E, francamente, al di là delle dimostrazioni pratiche che sono già sotto gli occhi di tutti, è comunque assai difficile immaginare coesione nella patria del neoliberismo, dove i cittadini sono trattati – meglio, spremuti - come consumatori, al massimo da spendibili risorse umane, e le istituzioni gestite come S.p.A. di cui il governo è un Consiglio d’Amministrazione guidato da interessi altri. E per inciso: è discorso che vale anche – direi in particolare – per Israele, fratello minore dell’Egemone, per mille – assai complesse – ragioni capace di manipolarlo: è frantumato, sovra esteso e privo di strategia compiuta che non sia un delirio d’onnipotenza. La nevrotica, caricaturale copia degli USA odierni.
Altro motivo che genera e genererà guerre è che lo scontro fra i pesi massimi del pianeta (USA, Russia e Cina), sconvolgendo gli equilibri, stimola potenze medie o aspiranti tali ad ambire a maggior rango nel mondo, con ciò aprendo a conflittualità diffusa che troverà la naturale fine solo con la definizione di nuovi equilibri. E questo per l’antica regola che vuole ogni spazio lasciato da qualcuno immediatamente occupato da altri, col seguito di ovvie ostilità fra concorrenti. E di spazio, piaccia o no a Washington, la decomposizione dell’unipolarismo ne sta lasciando tanto.
Dunque, è una stagione di conflitti quella che aspetta l’umanità, ma il pericolo maggiore per essa non viene dal semplice proliferare delle guerre, quanto dal fatto che esse stanno progressivamente esaurendo l’Egemone, mostrandogli che non può vincere e spalancandogli la prospettiva di una sconfitta definitiva e, con quella, di una pubblica e non più manipolabile abdicazione al ruolo. Per gli USA e i suoi apparati, accettarlo è una contraddizione in termini, ossimoro insostenibile perché negazione della loro essenza che implicherebbe la fortissima tentazione di giocare il tutto per tutto in uno scontro frontale spinto alle estreme conseguenze.
Sono già in molti, a Washington come al Pentagono, che chiedono di rompere gli indugi e fare guerra alla Cina prima che il suo costante rafforzamento lo renda impossibile. In realtà, a mente lucida e occhio scevro da condizionamento, impossibile lo è già: ammessa – ma per nulla concessa – una vittoria, le conseguenze dello scontro fra titani distruggerebbero il mondo come lo conosciamo, e non solo per un eventuale conflitto nucleare ma per il tracollo che avrebbe l’economia globale a seguito del cozzo fra la prima potenza manifatturiera e la prima potenza (almeno a oggi, domani non si sa) finanziaria.

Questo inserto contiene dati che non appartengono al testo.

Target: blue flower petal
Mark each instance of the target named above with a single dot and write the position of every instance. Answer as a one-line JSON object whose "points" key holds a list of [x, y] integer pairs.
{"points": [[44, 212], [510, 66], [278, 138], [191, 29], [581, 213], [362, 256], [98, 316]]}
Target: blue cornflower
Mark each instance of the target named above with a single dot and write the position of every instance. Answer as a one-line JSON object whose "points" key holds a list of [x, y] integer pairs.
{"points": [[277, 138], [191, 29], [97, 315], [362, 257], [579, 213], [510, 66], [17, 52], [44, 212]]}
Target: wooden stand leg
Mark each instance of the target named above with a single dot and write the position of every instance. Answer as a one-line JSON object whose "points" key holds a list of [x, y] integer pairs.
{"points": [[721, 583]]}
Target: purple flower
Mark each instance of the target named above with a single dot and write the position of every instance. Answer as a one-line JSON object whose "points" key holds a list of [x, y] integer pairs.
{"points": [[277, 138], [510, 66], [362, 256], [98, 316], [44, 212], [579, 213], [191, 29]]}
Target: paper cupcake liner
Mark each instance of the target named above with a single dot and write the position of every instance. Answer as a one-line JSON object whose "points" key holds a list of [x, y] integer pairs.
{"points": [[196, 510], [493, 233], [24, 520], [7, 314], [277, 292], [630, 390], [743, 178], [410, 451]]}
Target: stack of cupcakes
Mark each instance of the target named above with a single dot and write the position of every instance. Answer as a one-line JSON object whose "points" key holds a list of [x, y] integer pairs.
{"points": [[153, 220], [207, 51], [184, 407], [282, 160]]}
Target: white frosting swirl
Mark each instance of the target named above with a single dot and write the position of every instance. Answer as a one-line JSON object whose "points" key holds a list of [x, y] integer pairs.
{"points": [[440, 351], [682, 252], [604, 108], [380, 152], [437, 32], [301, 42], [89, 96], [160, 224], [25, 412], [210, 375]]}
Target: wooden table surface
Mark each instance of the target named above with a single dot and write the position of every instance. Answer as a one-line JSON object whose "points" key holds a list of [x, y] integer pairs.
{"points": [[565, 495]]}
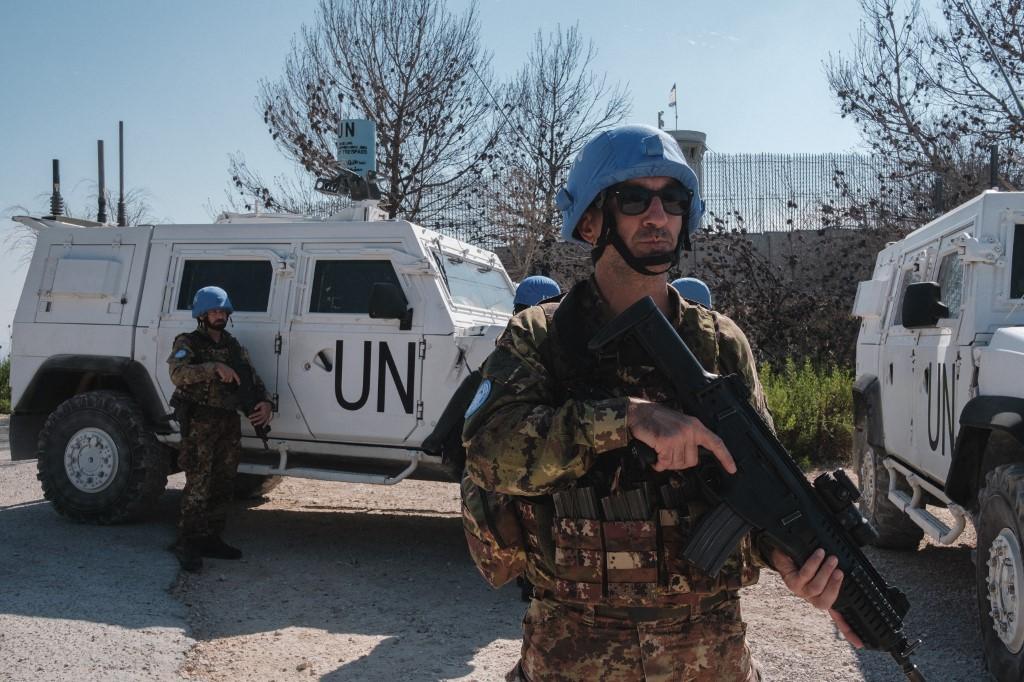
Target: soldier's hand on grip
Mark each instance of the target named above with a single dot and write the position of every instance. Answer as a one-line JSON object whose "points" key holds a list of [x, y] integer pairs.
{"points": [[817, 583], [226, 374], [676, 437]]}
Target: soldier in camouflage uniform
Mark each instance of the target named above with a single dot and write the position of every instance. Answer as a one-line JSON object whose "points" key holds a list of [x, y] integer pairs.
{"points": [[206, 402], [613, 599]]}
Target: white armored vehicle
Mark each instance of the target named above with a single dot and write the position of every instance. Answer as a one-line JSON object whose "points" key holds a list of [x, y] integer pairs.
{"points": [[360, 330], [939, 401]]}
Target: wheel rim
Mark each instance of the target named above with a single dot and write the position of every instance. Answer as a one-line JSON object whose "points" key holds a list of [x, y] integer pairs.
{"points": [[91, 460], [1005, 581], [866, 474]]}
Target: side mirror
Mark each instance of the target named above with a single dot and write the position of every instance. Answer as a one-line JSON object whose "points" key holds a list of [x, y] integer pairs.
{"points": [[922, 306], [388, 302]]}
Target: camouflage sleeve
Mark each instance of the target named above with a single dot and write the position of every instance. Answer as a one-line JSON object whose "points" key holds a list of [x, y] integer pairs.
{"points": [[258, 384], [518, 440], [735, 356], [183, 368]]}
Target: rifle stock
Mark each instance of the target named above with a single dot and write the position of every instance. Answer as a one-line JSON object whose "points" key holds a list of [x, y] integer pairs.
{"points": [[769, 493]]}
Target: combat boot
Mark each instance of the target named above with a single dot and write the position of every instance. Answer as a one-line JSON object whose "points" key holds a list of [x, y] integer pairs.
{"points": [[188, 556], [215, 548]]}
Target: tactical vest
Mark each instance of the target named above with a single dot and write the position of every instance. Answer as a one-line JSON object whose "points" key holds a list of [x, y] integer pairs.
{"points": [[213, 393], [632, 562]]}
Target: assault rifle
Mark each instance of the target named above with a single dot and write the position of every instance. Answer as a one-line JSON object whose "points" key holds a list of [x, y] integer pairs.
{"points": [[247, 394], [769, 493]]}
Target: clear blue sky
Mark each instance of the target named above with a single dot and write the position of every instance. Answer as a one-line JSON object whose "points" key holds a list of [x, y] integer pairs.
{"points": [[183, 76]]}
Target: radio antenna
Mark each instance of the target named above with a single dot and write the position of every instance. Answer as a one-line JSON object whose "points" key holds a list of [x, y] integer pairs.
{"points": [[101, 200], [56, 201], [121, 173]]}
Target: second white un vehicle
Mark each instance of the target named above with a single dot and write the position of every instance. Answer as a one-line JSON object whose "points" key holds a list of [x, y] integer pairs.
{"points": [[939, 401]]}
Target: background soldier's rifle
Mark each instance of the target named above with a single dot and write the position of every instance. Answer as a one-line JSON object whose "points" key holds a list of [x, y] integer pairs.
{"points": [[247, 394], [769, 493]]}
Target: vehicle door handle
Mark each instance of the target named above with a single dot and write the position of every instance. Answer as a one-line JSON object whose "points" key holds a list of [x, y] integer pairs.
{"points": [[325, 361]]}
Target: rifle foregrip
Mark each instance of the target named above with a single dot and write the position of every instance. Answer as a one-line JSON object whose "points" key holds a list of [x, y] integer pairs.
{"points": [[869, 612], [715, 539]]}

È dunque inevitabile un conflitto su scala globale? È possibile, sì, ma non inevitabile. E non per scrupoli o mancanza di volontà da parte dell’Egemone e dei suoi accoliti, israeliani in testa, ma per la pazienza strategica di coloro che gli si contrappongono, coscienti che il tempo lavora per loro. Russia, Cina, anche l’Iran, sono consapevoli della situazione e si attengono ai loro programmi senza farsi sviare. Coordinandosi in un fronte comune reso sempre più coeso – e numeroso – dall’arroganza altrui. Paradigmatico è l’esempio di Israele che, in un crescendo di aggressioni, dopo essersi auto-emarginato sta finendo per esaurirsi senza conseguire alcun risultato decisivo.
È quella che si definisce la strategia della rana: lasciar cuocere l’avversario a fuoco lento, evitando strappi che precipitino gli eventi. Non è certo che funzioni fino in fondo ma sta guadagnando tempo; tempo, mentre l’Egemone si indebolisce in interminabili conflitti e i suoi competitor si rafforzano. Con ciò allontanando lo scoppio di una guerra mondiale. Nel frattempo, un nuovo ordine mondiale policentrico sta emergendo.